Saturday, July 26, 2008

"I Want You To Be Gone"

This is the fourth post in the real-time adventure that has become my life since I admitted to her in the wee hours last Thursday morning that I have had an affair.

Today is Saturday and since I didn't go to work, E and I were in the house together for a good part of the day. It wasn't comfortable. I went out twice for errands and didn't hurry back.

I have been reading a brilliant book called Learned Optimism by noted psychologist Martin Seligman, and managed to squeeze out an hour or two reading it over coffee.

No Longer Helpless

Cracking open the situation between E and myself has greatly relieved my feeling of being helpless to change things. Not coincidentally, that is precisely the subject of Seligman's research. The causal connection leading from helplessness directly to depression has been, during the past 25 years, clinically proven with great rigor. So it's entirely predictable that as I take action now to change my situation, the low-level clouds of depression that have been hovering over me for ages are quickly breaking up.

I'll give an example. Scattered on or around my desk at home is important paperwork that I have utterly neglected for months, and some of it for a full year. Not minor stuff, but things that absolutely must get done. But I haven't been able to face it! Classic depressive symptoms. Well, today it has been getting done! And I even repaired a broken door handle that I'd pointedly ignored for months. Good, and getting better.

But it's not all good.

"We need to talk"

It was late afternoon then when E stuck her head into my office and said, "We need to talk." Well, of course we do (and she took no notice of my progress at my desk).

She had been over to talk to her sister and sister's husband. Told them all about our situation.

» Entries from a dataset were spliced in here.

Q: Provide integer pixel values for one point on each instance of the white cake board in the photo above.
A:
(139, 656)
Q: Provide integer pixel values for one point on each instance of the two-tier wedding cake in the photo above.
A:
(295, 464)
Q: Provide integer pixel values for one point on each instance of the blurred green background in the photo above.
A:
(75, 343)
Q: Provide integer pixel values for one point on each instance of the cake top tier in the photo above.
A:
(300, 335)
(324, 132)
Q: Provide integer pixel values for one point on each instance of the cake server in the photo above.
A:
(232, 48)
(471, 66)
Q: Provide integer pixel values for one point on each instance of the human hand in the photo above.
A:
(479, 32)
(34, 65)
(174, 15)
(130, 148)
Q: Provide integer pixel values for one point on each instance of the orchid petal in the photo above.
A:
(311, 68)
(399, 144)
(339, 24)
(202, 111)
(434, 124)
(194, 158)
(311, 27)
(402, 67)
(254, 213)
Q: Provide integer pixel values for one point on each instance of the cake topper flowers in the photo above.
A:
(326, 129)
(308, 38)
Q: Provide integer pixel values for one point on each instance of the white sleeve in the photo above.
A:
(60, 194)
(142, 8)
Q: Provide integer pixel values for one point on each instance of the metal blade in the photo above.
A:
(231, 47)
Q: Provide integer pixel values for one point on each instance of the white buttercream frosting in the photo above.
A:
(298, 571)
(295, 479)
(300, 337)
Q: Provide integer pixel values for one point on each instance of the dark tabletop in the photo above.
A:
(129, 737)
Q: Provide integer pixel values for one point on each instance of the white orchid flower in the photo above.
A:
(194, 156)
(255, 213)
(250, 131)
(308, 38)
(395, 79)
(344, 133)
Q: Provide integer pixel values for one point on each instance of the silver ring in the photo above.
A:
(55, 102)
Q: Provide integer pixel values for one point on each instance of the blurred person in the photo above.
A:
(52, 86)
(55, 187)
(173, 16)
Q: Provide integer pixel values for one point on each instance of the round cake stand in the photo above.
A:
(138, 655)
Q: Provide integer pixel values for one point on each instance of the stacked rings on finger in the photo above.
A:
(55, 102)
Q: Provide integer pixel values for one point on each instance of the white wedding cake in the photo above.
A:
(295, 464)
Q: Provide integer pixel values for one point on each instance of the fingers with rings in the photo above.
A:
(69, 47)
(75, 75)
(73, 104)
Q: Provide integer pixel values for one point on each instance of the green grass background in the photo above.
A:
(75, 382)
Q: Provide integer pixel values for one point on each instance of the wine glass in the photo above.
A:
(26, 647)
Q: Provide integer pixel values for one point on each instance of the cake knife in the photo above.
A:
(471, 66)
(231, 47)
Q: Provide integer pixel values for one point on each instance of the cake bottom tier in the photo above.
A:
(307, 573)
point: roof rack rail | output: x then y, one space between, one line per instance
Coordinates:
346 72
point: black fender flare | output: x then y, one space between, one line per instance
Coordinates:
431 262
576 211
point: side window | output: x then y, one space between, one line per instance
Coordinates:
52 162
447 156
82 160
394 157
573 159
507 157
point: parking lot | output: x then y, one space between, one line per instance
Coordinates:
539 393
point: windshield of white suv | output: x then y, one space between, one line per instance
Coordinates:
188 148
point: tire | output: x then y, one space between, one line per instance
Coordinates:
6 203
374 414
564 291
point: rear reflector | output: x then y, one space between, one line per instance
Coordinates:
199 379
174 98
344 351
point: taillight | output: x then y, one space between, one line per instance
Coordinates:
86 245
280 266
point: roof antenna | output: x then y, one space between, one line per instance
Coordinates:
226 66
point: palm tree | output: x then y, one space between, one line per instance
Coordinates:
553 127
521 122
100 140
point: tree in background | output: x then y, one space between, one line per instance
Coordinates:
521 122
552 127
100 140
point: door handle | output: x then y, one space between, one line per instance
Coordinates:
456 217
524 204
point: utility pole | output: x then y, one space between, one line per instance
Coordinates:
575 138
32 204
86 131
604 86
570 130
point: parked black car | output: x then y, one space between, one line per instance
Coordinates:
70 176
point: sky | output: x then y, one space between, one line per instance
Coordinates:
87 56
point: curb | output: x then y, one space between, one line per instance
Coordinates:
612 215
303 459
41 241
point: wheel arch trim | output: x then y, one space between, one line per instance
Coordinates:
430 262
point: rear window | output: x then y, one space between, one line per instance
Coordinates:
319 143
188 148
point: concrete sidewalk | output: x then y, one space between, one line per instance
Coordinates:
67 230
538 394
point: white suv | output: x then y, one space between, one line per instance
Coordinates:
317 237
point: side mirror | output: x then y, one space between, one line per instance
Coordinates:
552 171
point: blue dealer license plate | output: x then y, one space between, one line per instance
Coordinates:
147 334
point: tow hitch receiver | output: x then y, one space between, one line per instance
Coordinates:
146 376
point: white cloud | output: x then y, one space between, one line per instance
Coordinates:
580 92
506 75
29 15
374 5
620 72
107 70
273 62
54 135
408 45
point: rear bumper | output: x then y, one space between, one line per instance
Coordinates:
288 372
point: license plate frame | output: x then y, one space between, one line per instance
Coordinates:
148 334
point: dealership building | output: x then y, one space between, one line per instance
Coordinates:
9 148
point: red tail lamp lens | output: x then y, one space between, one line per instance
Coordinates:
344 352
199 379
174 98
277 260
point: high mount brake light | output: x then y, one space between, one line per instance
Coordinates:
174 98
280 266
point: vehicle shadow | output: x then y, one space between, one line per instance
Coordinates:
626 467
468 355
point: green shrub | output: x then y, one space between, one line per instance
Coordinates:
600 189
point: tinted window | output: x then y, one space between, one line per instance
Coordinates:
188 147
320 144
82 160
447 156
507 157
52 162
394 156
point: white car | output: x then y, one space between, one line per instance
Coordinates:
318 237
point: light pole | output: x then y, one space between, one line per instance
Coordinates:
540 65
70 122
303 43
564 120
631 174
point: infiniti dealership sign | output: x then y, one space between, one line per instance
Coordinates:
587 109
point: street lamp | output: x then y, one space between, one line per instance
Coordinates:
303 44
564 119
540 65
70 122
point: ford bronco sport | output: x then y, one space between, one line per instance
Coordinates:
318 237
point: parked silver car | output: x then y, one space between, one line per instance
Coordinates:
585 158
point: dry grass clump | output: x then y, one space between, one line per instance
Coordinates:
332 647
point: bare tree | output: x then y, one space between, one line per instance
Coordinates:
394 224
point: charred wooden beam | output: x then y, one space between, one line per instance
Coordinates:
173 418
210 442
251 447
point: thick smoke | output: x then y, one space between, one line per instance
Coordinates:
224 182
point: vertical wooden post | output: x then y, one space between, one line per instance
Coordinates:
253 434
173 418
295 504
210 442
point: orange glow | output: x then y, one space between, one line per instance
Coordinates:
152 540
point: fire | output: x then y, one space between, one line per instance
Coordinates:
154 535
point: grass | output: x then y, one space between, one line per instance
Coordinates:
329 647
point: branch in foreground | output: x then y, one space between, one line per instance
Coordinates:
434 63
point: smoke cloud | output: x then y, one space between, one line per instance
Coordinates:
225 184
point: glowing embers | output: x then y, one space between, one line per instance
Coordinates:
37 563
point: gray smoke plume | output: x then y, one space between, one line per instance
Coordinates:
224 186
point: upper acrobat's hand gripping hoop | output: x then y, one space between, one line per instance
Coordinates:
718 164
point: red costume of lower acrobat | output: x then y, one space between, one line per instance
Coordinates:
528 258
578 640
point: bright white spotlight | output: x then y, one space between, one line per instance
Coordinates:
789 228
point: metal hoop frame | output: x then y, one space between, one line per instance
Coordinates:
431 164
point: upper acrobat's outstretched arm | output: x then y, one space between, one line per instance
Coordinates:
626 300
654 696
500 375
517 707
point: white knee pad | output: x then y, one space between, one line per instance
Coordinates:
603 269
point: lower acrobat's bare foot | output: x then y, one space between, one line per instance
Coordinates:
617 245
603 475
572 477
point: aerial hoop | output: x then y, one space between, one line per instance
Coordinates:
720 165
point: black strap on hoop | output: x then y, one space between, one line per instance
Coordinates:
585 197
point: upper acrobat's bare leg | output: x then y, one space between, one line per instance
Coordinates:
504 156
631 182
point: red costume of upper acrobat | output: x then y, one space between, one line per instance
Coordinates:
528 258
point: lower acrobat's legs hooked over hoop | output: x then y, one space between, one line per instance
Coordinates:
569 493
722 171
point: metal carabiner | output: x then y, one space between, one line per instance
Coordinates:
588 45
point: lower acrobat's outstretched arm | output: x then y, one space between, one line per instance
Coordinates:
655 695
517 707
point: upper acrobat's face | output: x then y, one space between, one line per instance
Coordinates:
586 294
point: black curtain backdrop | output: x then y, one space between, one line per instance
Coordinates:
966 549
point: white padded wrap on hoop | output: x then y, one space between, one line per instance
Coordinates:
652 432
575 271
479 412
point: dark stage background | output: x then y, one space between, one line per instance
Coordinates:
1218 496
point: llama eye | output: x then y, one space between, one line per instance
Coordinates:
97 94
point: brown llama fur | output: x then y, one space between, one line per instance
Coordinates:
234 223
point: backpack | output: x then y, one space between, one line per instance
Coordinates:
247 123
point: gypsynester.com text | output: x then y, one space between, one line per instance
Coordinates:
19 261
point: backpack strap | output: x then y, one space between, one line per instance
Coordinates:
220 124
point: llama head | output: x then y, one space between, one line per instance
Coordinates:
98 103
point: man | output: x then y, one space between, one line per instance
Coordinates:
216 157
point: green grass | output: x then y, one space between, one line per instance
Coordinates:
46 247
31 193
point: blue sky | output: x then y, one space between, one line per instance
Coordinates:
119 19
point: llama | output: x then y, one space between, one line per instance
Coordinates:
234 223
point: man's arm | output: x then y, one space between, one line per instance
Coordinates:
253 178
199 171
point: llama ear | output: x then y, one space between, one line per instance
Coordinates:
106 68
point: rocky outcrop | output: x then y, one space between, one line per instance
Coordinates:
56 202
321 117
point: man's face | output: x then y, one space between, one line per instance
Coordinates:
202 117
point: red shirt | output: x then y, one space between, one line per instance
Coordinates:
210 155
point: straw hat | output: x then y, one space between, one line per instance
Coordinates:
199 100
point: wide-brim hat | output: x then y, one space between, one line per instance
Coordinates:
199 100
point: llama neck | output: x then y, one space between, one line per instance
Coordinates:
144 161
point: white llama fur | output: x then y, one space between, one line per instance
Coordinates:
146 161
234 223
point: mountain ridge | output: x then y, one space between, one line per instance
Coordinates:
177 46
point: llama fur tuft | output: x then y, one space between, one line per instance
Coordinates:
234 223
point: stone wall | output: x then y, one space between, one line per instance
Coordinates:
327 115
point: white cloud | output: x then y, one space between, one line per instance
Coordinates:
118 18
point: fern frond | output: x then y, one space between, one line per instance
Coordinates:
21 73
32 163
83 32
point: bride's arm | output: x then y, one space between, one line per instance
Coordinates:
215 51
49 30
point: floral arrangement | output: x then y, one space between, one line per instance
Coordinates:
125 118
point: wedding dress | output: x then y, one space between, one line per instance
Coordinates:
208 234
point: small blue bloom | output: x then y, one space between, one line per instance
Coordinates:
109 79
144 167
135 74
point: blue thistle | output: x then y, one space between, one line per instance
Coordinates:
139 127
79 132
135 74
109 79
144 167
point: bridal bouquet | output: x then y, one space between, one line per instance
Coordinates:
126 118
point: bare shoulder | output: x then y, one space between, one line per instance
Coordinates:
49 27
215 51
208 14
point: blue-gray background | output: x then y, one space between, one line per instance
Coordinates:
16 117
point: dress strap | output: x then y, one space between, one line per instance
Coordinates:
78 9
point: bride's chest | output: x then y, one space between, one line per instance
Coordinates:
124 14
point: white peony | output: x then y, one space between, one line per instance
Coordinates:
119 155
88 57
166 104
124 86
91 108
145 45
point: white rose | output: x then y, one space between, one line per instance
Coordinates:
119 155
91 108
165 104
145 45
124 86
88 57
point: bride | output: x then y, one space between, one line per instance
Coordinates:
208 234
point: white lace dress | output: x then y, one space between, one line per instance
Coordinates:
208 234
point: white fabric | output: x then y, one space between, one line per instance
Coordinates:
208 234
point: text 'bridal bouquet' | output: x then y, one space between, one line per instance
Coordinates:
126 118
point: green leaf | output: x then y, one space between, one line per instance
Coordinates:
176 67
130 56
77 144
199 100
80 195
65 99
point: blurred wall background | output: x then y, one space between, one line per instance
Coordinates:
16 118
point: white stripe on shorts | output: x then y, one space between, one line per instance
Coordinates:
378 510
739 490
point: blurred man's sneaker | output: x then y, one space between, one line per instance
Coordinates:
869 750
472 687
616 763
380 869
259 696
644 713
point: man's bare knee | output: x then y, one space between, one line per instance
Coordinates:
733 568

Then E said to me, "I'm going to stay somewhere else for a few days, and when I get back I want you to be gone. I can't stand being in the same house with you. I hated sleeping in the same bed with you. And since I'm not to blame, I think you should be the one to move out."

To be more precise, she wants me to move out until I'm clear that I want to try to make our marriage work. If and when I agree that I'm committed to that goal I can come back.

And that's the major sticking point: I'm not sure I do want to make it work anymore. Confessing an affair that ended months ago is one thing. But the real issue is whether and how we move forward from here. E is indeed hurt and angry over the affair, but she is more disturbed by my lack of repentance.

But Should I Move Out?

I'm not entirely convinced that it's a good idea to move out. It's as much my house as hers, and I've heard rumors of legal issues when one spouse moves out. There's also the question of whether it's really the best way to resolve our problems. It's not as if I'm shagging anybody else right now.

Speaking of which, in all seriousness I'm glad that Tigs and I are done. That would certainly be an added complication right now. Notwithstanding my newfound empowerment, my stomach is starting to knot up and I wouldn't be good company. And this way Tiggy doesn't have to stress over it -- we're in "no contact" mode so she knows nothing of this week's events.

Perhaps it's time to get some professional legal advice ... or just Google it.

4 comments:

JW said...

Professional advice is never a bad idea (I wish I'd taken it!) but I can tell you one thing: if you're concerned about the implications of leaving the house, don't be. Under UK law, divorce settlements are based on a 50-50 split (with variations, of course).

Of course, she might decide to change the locks. She might decide to have a little clear-out. That's a risk you may have to take for a little peace and space - it's only possessions, right? That doesn't mean this might not be a good time to look at stashing the special possessions somewhere though!

Lavender Fields said...

If you think things are heading down the separation way then grab whats yours first.I wish i'd taken a friends advice,who took half of the money out of all the bank,savings accounts and set up new accounts before telling her hubby she wanted a divorce.
If you dont want to leave then dont.Is there another room you can move into.Tell her you will confine yourself to that room,office,kitchen area and not bother her.

Apollo Unchained said...

Thanks Ro.

Yes, California law is the same. So it's not that I was worried about losing the house per se, but more about losing access to the house.

You have hit the nail on the head with the key advantage (to both of us) of moving out: peace and space. I suspect that E's sister's husband, who is a professional counselor, gave her that advice.

I did some investigating last night and it's starting to sound like this is a non-issue for a "working arrangement" as opposed to a legal separation. But I should probably consult an attorney anyway.

Apollo Unchained said...

Thanks Anna Louise,

Yes, moving into another room had been my first thought. I'm normally gone all day anyway, and could even shower at work. I really only need a place to sleep and keep my stuff. But I have to admit that there is the "peace and space" issue, and the tension of being in the same house.

As to the accounts, maybe I'm dreaming but it seems unlikely that E would try to screw me -- she has no income of her own and doesn't even pay the bills herself. She'd be creating a lot of problems for herself. Of course there's no accounting for irrationality or the advice of enraged friends and family but I don't think she's there yet.